If virus is not present the red cells will not form a lattice but instead will sink to the bottom of the test well and form a ‘button’.
47
What do antibodies do in response to infection wth virus against the viral haemagglutinin protein and how is this relevant to HI testing?
Antibodies will prevent haemagglutinin. – and this is the basis of the HI test. In the HI test, antibodies bind to the viral HA molecule and by doing so, prevent the HA from being able to bind to sialic acid on red blood cells.
48
How do you determine the amount of anti-HA antibody in a patients serum sample?
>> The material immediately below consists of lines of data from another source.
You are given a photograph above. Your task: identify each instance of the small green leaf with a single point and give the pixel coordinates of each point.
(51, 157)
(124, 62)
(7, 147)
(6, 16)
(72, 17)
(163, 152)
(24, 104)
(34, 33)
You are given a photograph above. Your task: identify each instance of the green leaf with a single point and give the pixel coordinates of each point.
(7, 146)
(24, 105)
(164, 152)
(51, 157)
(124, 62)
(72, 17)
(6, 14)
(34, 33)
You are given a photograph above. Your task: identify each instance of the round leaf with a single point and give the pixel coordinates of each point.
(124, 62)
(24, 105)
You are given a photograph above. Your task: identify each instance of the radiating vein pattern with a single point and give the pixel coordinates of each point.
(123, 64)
To determine the amount of anti-HA antibody in a patient serum sample, the serum is serially diluted (beginning at 1:2) and then added to the wells of a plate, together with a standard amount virus. The virus/antibody mixture is allowed to incubate for 30-60 minutes, then red blood cells are added to the wells. The test is interpreted 45 minutes later. If anti-HA antibodies are present, the binding of HA to sialic acid on the RBC is blocked. No agglutination lattice is formed, and the indicator red cells fall to the bottom of the well, forming a ‘button’. A ‘button’ therefore indicates the presence of anti-viral antibody. The result is expressed as the greatest serum dilution at which haemagglutination is inhibited.